Culture, DevOps, WTF Is Cloud Native

DevSecOps: Not the Tools, the Other Bits

If you Google “DevSecOps”, and in particular if you read the typical security vendor blogs, you’d be forgiven for thinking that the term is all about automation and tooling. However, in much the same way that Cloud Native is really about culture far more than it is about containers, DevSecOps is really all about enabling effective communication.

For the purposes of this article, we’ll be considering the CAMS model (which stands for Culture, Automation, Measurement and Sharing) but disregarding Automation, primarily because there is plenty of advice around security automation already online, and also because it is not typically where we find constraints in most business settings.

Culture

To discuss it we’ll focus on Dr Schein’s work on culture, which is also the approach that Dr Nicole Forsgren et al took in their seminal book “Accelerate.” Accelerate, which also features on the WTF recommended reading list, demonstrates that the performance of our software development teams is linked to organisational performance.

In Dr Schein’s model organisational culture happens at 3 different levels: basic assumptions, values and artefacts.

Basic assumptions

Basic assumptions tend to be formed over time, as employees and other directly involved third parties make sense of their relationships and how work is done through their processes and activities. These are the things “employees just know”, tend not to be particularly visible, and as a consequence are hard to change.
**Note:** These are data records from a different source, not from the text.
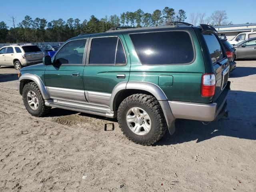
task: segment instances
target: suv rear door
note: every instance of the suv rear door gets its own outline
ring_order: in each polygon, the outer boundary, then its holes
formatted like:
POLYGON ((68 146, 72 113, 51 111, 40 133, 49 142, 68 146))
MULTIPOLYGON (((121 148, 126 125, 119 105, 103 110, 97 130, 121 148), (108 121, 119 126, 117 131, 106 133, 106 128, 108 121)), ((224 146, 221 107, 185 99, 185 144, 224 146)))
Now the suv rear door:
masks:
POLYGON ((208 48, 215 73, 216 85, 214 100, 218 98, 227 84, 229 63, 218 37, 215 34, 210 32, 203 33, 203 36, 208 48))

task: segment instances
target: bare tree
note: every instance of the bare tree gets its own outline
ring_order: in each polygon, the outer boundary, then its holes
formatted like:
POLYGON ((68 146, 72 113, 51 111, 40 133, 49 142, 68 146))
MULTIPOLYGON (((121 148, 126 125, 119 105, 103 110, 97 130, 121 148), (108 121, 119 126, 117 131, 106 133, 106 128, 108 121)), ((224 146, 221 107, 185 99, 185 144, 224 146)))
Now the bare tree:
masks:
POLYGON ((13 28, 14 31, 14 36, 15 36, 15 41, 17 41, 17 35, 16 34, 16 30, 15 30, 15 24, 16 24, 16 17, 14 17, 13 15, 11 16, 9 16, 9 17, 11 18, 9 21, 11 22, 12 24, 12 26, 13 26, 13 28))
POLYGON ((226 24, 227 18, 226 11, 215 11, 211 16, 211 19, 214 25, 222 25, 226 24))
POLYGON ((199 14, 198 13, 191 13, 188 18, 189 22, 193 25, 196 25, 198 19, 198 16, 199 14))
POLYGON ((199 24, 204 24, 205 22, 204 18, 205 17, 205 13, 200 13, 198 14, 199 18, 199 24))

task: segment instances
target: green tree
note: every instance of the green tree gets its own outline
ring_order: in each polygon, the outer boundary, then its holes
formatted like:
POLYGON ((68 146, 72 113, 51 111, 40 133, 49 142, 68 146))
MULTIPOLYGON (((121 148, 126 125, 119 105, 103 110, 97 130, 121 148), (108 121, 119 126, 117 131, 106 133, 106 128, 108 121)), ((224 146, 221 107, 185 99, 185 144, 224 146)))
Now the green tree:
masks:
POLYGON ((153 24, 156 26, 158 26, 158 23, 160 19, 162 18, 162 13, 161 11, 159 9, 155 10, 152 14, 152 21, 153 24))
POLYGON ((178 15, 176 16, 177 21, 182 21, 184 22, 185 20, 187 18, 186 16, 186 12, 183 9, 179 10, 178 15))

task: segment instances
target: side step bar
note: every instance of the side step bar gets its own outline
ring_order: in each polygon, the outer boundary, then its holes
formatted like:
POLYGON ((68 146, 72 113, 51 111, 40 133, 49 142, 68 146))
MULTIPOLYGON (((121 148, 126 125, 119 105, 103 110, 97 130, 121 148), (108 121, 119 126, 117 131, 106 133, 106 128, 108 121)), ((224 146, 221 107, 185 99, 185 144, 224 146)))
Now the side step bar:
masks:
POLYGON ((109 118, 115 117, 114 112, 111 111, 109 107, 98 104, 55 99, 46 100, 44 102, 46 106, 89 113, 109 118))

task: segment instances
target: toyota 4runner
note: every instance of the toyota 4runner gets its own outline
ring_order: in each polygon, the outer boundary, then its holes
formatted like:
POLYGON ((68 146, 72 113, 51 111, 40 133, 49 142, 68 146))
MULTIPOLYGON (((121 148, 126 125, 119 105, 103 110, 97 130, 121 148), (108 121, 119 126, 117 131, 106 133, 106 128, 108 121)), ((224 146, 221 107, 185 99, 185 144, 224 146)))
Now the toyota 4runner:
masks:
POLYGON ((227 114, 230 67, 216 32, 174 23, 80 35, 20 70, 18 88, 32 115, 54 107, 117 117, 129 139, 151 145, 176 119, 227 114))

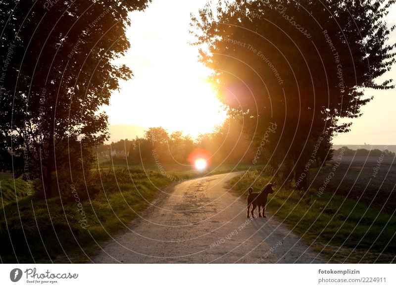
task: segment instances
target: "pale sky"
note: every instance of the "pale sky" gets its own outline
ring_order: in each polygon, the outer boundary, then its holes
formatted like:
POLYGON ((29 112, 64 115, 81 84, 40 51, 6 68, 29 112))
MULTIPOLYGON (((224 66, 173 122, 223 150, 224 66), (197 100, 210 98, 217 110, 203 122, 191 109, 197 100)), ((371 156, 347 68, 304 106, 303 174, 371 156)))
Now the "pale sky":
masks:
MULTIPOLYGON (((110 125, 161 126, 196 136, 222 123, 225 112, 205 81, 210 71, 198 62, 198 48, 188 43, 193 40, 188 34, 190 13, 206 2, 153 0, 145 11, 131 13, 127 35, 132 47, 119 61, 135 77, 112 95, 105 109, 110 125)), ((396 22, 395 7, 387 20, 396 22)), ((391 40, 396 40, 396 31, 391 40)), ((386 77, 396 81, 396 68, 386 77)), ((338 136, 334 144, 396 144, 395 92, 366 90, 374 99, 362 108, 361 117, 352 120, 351 131, 338 136)))

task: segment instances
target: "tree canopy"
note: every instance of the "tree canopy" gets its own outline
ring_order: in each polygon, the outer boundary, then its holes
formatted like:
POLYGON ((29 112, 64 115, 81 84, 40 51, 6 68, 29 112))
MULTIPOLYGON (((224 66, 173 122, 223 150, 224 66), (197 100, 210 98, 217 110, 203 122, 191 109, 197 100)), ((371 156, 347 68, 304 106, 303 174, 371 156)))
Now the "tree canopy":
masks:
POLYGON ((332 137, 348 131, 372 99, 364 88, 394 88, 376 79, 395 61, 394 27, 384 20, 394 2, 220 0, 192 16, 222 101, 257 142, 278 125, 266 149, 274 168, 289 167, 285 179, 300 176, 315 146, 328 151, 332 137))
POLYGON ((54 171, 72 167, 70 182, 89 165, 91 147, 108 138, 100 108, 132 76, 113 62, 130 47, 128 13, 149 1, 0 3, 3 169, 42 177, 49 197, 54 171))

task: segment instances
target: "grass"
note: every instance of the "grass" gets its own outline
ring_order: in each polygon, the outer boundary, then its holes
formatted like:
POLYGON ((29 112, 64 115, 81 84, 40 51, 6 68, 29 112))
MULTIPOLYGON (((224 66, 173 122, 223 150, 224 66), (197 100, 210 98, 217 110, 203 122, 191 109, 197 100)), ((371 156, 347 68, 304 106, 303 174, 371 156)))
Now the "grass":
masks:
MULTIPOLYGON (((192 172, 171 173, 174 181, 196 176, 192 172)), ((116 168, 102 170, 100 174, 100 178, 99 174, 93 176, 96 187, 90 186, 92 190, 88 193, 77 187, 73 193, 70 188, 62 192, 61 198, 48 201, 23 194, 26 183, 16 179, 16 202, 11 185, 13 179, 1 180, 4 205, 0 211, 1 261, 89 261, 97 243, 125 228, 149 205, 159 188, 172 182, 166 175, 153 171, 116 168), (72 196, 65 197, 67 193, 72 196), (78 198, 73 197, 75 194, 78 198)))
POLYGON ((0 207, 20 200, 28 195, 26 182, 18 178, 6 178, 0 180, 0 207))
MULTIPOLYGON (((251 170, 234 178, 231 184, 235 185, 240 195, 246 193, 250 186, 257 191, 269 181, 269 177, 259 176, 257 171, 251 170)), ((395 261, 394 215, 380 213, 355 199, 333 193, 319 195, 311 190, 301 194, 291 187, 276 190, 268 199, 268 210, 317 249, 325 249, 329 245, 342 246, 351 251, 356 249, 362 258, 355 262, 369 261, 367 257, 373 253, 379 257, 377 261, 395 261)), ((349 256, 352 257, 352 253, 349 256)), ((372 257, 370 259, 372 261, 372 257)))
MULTIPOLYGON (((165 174, 122 165, 101 167, 105 168, 100 173, 93 171, 90 179, 74 189, 61 186, 60 196, 48 201, 27 195, 26 184, 20 179, 15 180, 16 197, 14 179, 1 180, 0 262, 89 261, 98 244, 125 228, 149 206, 159 188, 208 174, 172 171, 175 167, 166 165, 165 174)), ((222 165, 208 174, 234 167, 222 165)))

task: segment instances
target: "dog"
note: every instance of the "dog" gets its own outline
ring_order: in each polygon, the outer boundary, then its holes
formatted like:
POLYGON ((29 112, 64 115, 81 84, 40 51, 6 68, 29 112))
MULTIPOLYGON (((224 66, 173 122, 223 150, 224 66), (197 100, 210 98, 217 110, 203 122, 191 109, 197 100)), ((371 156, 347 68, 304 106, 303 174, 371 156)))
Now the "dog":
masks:
POLYGON ((267 205, 267 199, 268 194, 272 194, 274 191, 274 186, 276 182, 273 183, 268 183, 264 187, 261 192, 259 193, 253 193, 253 188, 249 188, 249 195, 248 196, 248 216, 247 218, 249 218, 250 208, 253 206, 251 209, 251 217, 253 218, 256 218, 254 216, 254 210, 256 207, 258 208, 258 217, 265 218, 265 205, 267 205), (262 208, 262 214, 261 214, 261 209, 262 208))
In security, basic assumptions are typically focused on understanding the environment and the context of how work is prioritised, how decisions tend to be made, and, correspondingly, what those decisions are based on.

A good first question to start to explore basic assumptions could be “whose job is it to do security?” Our industry has come to parrot the adage “security is everyone’s job” although in practice that is seldom helpful. If we make the effort to really understand other people’s jobs, how they perform them and the constraints they are under, we may find some places where security genuinely is a collective problem, others where it isn’t even considered. We may also find particularly interested individuals who can and would love to champion security within their own teams. We can start to change the underlying basic assumptions by teaching our potential security champions the fundamentals, thereby giving others in their teams a more secure way to do the things they are already doing.

To expand on this further, we should note that within these basic assumptions there are two key elements—agency and trust—which will give you an indication of the collaboration dynamics between security governance and your development or platform teams. Agency—having control over the work that you do—has to precede ownership, as no one will want to be responsible for something they can’t co-create. For us, as security professionals, this means that, rather than telling the software developers what to do, we need to give them the necessary tools and then allow them control over how security may or may not be embedded into their normal work, and to actively determine mitigations for identified vulnerabilities. However, this also requires that those tasked with governance are able to develop a high level of trust that the processes and practices that are in place provide sufficient evidence that the organisation performs due diligence in guaranteeing an appropriate level of security for their products and services.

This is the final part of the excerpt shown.